My job at Facebook was the first proper job I applied for in the workforce coming out of university, but I soon realised it wasn’t normal for companies to have a seven-stage interview process.
At the time, the team consisted of two people sent from California to get things off the ground, and the role was as executive assistant the country manager, Paul Borrud.
My interviews were with people from all over the world, with the final round a video call with Mark Zuckerberg’s then assistant.
Throughout the process, what struck me was how passionate everyone I spoke to was about the company and their jobs, and hearing this enthusiasm at every stage made me realise they hired on attitude as much as ability.
While I knew it was a great opportunity, I had no idea of just how the company would grow, or the opportunities it would open up for me.
I was asked to conduct one of the interview rounds for the appointment of our ANZ managing director in 2013.
It was revealing how some of the candidates reacted to being interviewed by an executive assistant.
But the incredibly flat structure we operate in means everyone has to be able to roll up their sleeves and get on with it.
If you can’t fit in with that environment you won’t last long.
How many people can say they have been asked to help pick their own boss?
When I started, there were fewer than 1,000 employees worldwide, with four in the Sydney office.
The last person out in the evening had to lock the sliding door behind them, and we had to go to Ikea to buy our office furniture and then build our own desks.
Things have moved on a little since then.
Before the launch of Workplace by Facebook, we used our personal profiles for work.
We got to know our colleagues on a much more personal level.
Even though we no longer do that, that level of intimacy and sharing has carried through the culture of the company and is part of what has helped the team overcome some of the adversity we have faced in the last couple of years.
I’ll admit I had quite a lot of imposter syndrome when I started, and have had occasionally since.
But the company really focuses on helping people use the skills they are most passionate about and develop into areas which interest them.
That’s how I ended up transitioning to the marketing team, despite the fact I had no real marketing experience at that time.
The fact my bosses were willing to back me and help me grow is something I think is unique about what happens here.

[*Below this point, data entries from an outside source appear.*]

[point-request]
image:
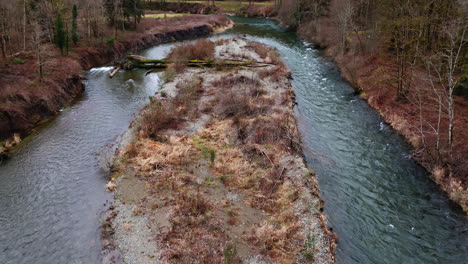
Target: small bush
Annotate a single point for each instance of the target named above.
(110, 42)
(19, 61)
(169, 74)
(202, 49)
(230, 254)
(156, 118)
(192, 205)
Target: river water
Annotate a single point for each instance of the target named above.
(381, 204)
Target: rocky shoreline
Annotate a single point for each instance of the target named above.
(212, 171)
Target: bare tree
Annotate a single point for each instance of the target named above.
(445, 65)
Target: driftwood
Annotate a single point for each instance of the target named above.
(135, 61)
(113, 72)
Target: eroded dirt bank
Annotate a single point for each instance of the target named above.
(212, 170)
(25, 100)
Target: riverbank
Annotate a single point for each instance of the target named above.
(212, 168)
(26, 99)
(369, 73)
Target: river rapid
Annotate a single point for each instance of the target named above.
(380, 203)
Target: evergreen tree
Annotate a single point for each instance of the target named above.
(67, 41)
(74, 24)
(59, 33)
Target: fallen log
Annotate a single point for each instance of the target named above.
(113, 72)
(136, 61)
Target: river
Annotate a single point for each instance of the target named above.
(382, 205)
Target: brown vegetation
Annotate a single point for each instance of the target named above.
(406, 60)
(229, 185)
(26, 99)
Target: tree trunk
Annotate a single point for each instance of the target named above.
(24, 25)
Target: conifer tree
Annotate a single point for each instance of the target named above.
(74, 24)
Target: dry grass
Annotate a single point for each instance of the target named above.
(247, 150)
(156, 117)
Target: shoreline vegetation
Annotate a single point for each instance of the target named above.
(212, 170)
(27, 99)
(409, 62)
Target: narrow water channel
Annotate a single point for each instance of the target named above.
(52, 192)
(380, 203)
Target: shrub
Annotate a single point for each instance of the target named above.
(19, 61)
(202, 49)
(230, 254)
(169, 74)
(156, 118)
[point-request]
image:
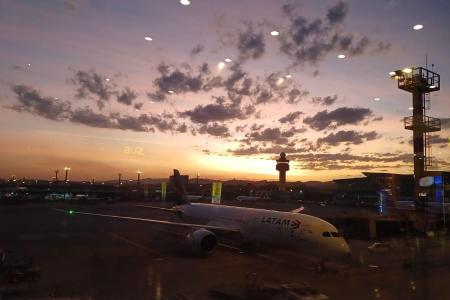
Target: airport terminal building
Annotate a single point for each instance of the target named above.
(390, 188)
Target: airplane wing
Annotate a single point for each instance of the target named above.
(177, 224)
(172, 210)
(298, 210)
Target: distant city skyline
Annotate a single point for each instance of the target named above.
(217, 88)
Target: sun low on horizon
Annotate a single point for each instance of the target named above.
(206, 87)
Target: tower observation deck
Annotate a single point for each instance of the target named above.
(282, 167)
(420, 82)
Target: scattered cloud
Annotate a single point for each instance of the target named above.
(92, 85)
(309, 41)
(197, 49)
(326, 101)
(126, 96)
(348, 137)
(217, 112)
(250, 44)
(291, 117)
(215, 129)
(31, 101)
(340, 116)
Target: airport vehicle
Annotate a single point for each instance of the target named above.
(195, 197)
(378, 247)
(248, 198)
(17, 269)
(295, 230)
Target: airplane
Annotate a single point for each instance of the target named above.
(294, 230)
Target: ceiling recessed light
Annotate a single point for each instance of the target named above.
(280, 81)
(221, 65)
(274, 33)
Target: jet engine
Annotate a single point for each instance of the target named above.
(202, 240)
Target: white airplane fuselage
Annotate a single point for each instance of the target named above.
(290, 230)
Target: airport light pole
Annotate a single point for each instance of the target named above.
(139, 177)
(67, 169)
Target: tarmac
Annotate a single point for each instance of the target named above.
(96, 258)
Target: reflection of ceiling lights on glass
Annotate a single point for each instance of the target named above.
(221, 66)
(274, 33)
(407, 70)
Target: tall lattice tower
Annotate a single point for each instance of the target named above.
(420, 82)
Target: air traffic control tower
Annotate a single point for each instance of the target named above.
(420, 82)
(282, 168)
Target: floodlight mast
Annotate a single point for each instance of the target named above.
(420, 82)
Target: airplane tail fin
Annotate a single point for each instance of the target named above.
(180, 189)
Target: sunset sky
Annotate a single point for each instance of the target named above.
(80, 86)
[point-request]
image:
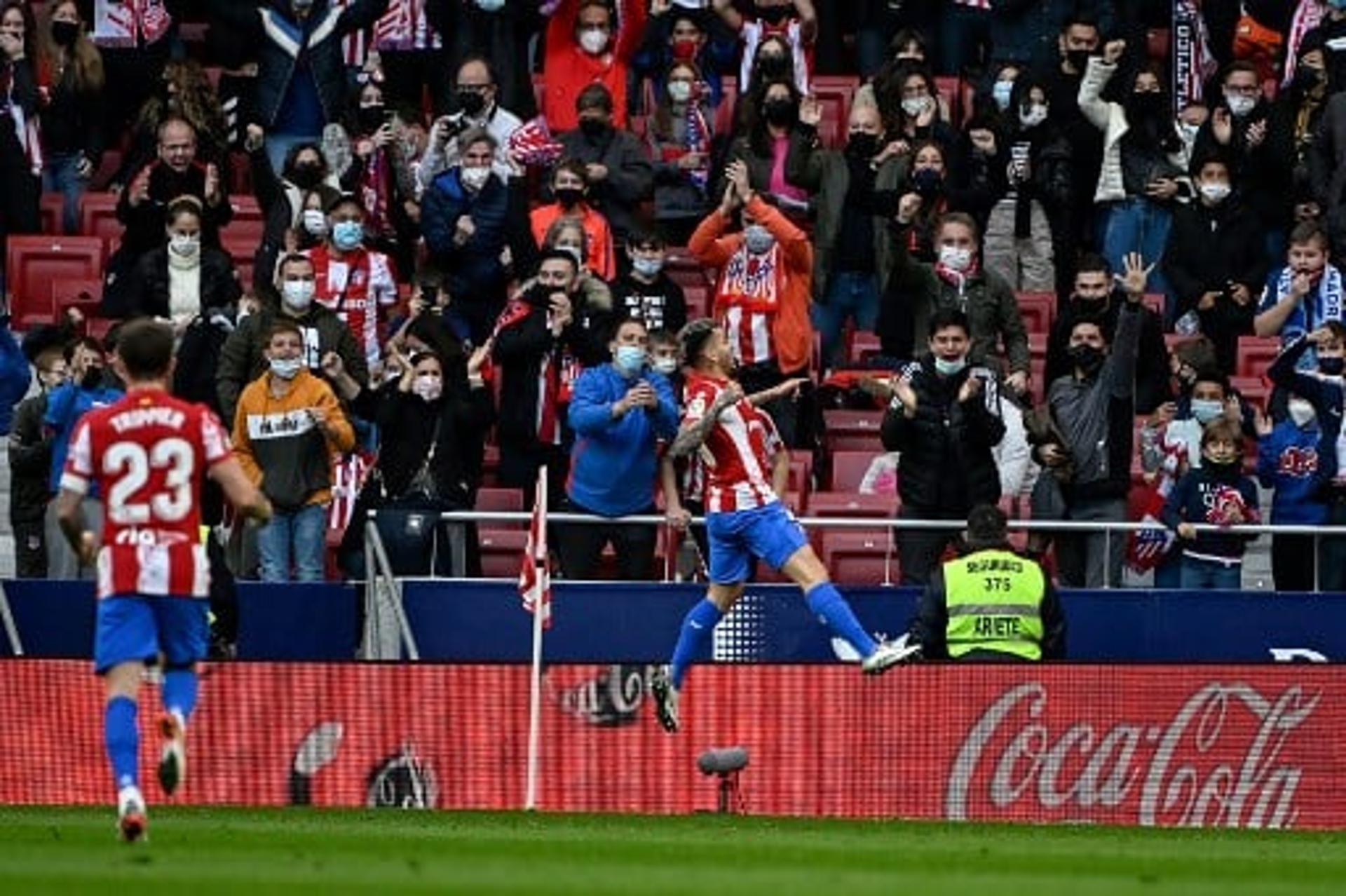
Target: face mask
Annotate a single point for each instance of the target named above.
(758, 240)
(370, 117)
(286, 367)
(348, 234)
(594, 41)
(185, 247)
(594, 128)
(315, 222)
(1087, 358)
(1214, 191)
(1206, 409)
(648, 266)
(1239, 104)
(1300, 412)
(949, 367)
(471, 102)
(1033, 115)
(297, 294)
(913, 107)
(862, 146)
(65, 33)
(428, 386)
(956, 257)
(475, 178)
(570, 197)
(629, 360)
(780, 114)
(927, 182)
(1000, 93)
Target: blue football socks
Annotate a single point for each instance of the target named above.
(179, 691)
(693, 639)
(123, 740)
(827, 603)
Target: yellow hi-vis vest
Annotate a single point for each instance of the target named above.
(995, 603)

They believed in me to learn what I needed to do on the job and supported me when I subsequently undertook a Masters degree in marketing, giving me time off to study when I needed it.
I now oversee vertical marketing, building the go-to-market strategies for communicating our messages for our focus industries.
One of the best things about Facebook is that they invest in growing people. It makes me believe there are endless opportunities in the company.
A couple of years ago I had my first child, I was quite daunted by the prospect of returning to work.
When I came back I was amazed at how much support I was offered from senior people across the company – both men and women.
There is a strong focus internally on men being allies to their female co-workers.
I’ve seen people in meetings actively called out for talking over a female colleague.
That’s not something you’d see in many companies.
I’ve been lucky enough to work in several Facebook offices around the world, and while there are common themes, the Australian office culture is truly unique, which is a testament to the way everyone pulls together.
The way the company has developed in the last ten years is beyond my wildest dreams – if you’d have told me when I started we’d have things like Whatsapp, Messenger and Oculus in the family I wouldn’t have believed you.
But that constant development makes it a really dynamic place to work, and the ability to work across all these different areas and technology I know motivates a lot of our people.
If I’m asked whether I will still be at Facebook in 10 years time, I’d say I really do hope so.
I don’t know what role I’ll be doing, or what the company will be offering by then, but I’m excited to find out.